YIWU, Feb. 15, 2011 (Xinhua) -- Wang Lei made an early start on Tuesday morning. After a hasty breakfast, the 28-year-old grabbed a jacket and rushed to the Yiwu recruitment center. Brochures in hand, Wang waited outside the job center as other early birds arrived one after another.
Not a migrant worker looking for a job, Wang was a human resources manager at Yiwu-headquartered Langsha Group, China's leading producer of socks and stockings.
Handing out want-ads and briefing job seekers about vacancies available in his company, Wang said he barely had time to stop for a drink or lunch.
Though offering a generous pay rise of between 20 percent and 30 percent, Wang said it seemed very hard to recruit qualified workers.
Yuan's goal was to build a 10,000-strong workforce for Langsha Group, which meant he had to find 2,000 new recruits to fill in the gap.
Wang's difficulty was widely shared by other head hunters in coastal cities like Yiwu. With the rapid industrial development of the central and western areas, the labor shortage has been haunting the Yangtze River Delta and the Pearl River Delta, twin engines of the world factory, since 2003.
The Chinese government's efforts to develop the central and western areas in recent year have greatly improved the transportation conditions and investment environment in the interior.
Many factories on China's coast have been moving inland, seeking to secure enough workers and cut production costs.
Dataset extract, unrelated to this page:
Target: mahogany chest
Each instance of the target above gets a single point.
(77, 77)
China's shrinking labor pool due to expanded college enrollment, which has soared more than seven-fold in the last decade, and the country's "one-child" policy, which has been in place since 1977, is also to blame for the worsening labor shortage.
Gobbling instant noodles at one of his company's recruiting points, Wang Lei said the recruit gap was narrowing down but he still had a lot of busy days ahead.